Local API unavailable

  • If the Local API is stopped, the Security Engine cannot gather or forward alerts. Check its status on the same host:

    sudo cscli machines list
    sudo cscli metrics show engine
  • Errors in /var/log/crowdsec/local_api.log regarding database connectivity or TLS indicate the Local API is not processing alerts, which will in turn stop console updates.

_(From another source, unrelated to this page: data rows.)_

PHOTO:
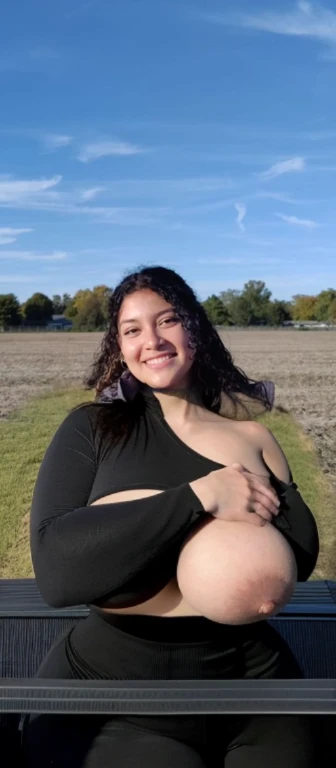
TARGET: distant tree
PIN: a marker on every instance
(38, 309)
(10, 313)
(89, 316)
(332, 312)
(323, 302)
(79, 303)
(249, 306)
(58, 305)
(304, 307)
(278, 312)
(103, 293)
(216, 311)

Refer to Security Engine troubleshooting and Log Processor Offline if needed.

Recovery Actions

Restart the Security Engine service

  • Systemd:

    sudo systemctl restart crowdsec
  • Docker:

    docker restart crowdsec
  • Kubernetes:

    kubectl rollout restart deployment/crowdsec -n crowdsec

After restarting, re-run sudo cscli console status to ensure the heartbeat is restored.

Re-enroll the engine in the Console

  • If the engine was removed or enrollment expired, obtain a fresh key from Settings > Enrollment in the Console and run:

    sudo cscli console enroll <ENROLLMENT_KEY>
    sudo systemctl restart crowdsec
  • When replacing an existing enrollment, append --overwrite so the Console updates the existing record.

  • Confirm the engine appears as Healthy in the Console after the restart.

Restore connectivity to the Console

  • Check that you can access crowdsec services and APIs listed in network management
  • If a proxy is required, configure it in /etc/crowdsec/config.yaml under common.http_proxies and reload the service.
  • Renew TLS trust stores if the host cannot validate the Console certificate chain.

Stabilise the Local API

  • Restart the Local API component (same crowdsec service or the dedicated LAPI pod) and confirm it responds to local commands:

  • Investigate persistent database or authentication errors using sudo cscli support dump, then consult the Security Engine troubleshooting guide if issues remain.

Once the engine resumes contact, the Console clears the Security Engine Offline alert during the next poll. Consider enabling the Security Engine Offline notification in your preferred integration so future outages are caught quickly.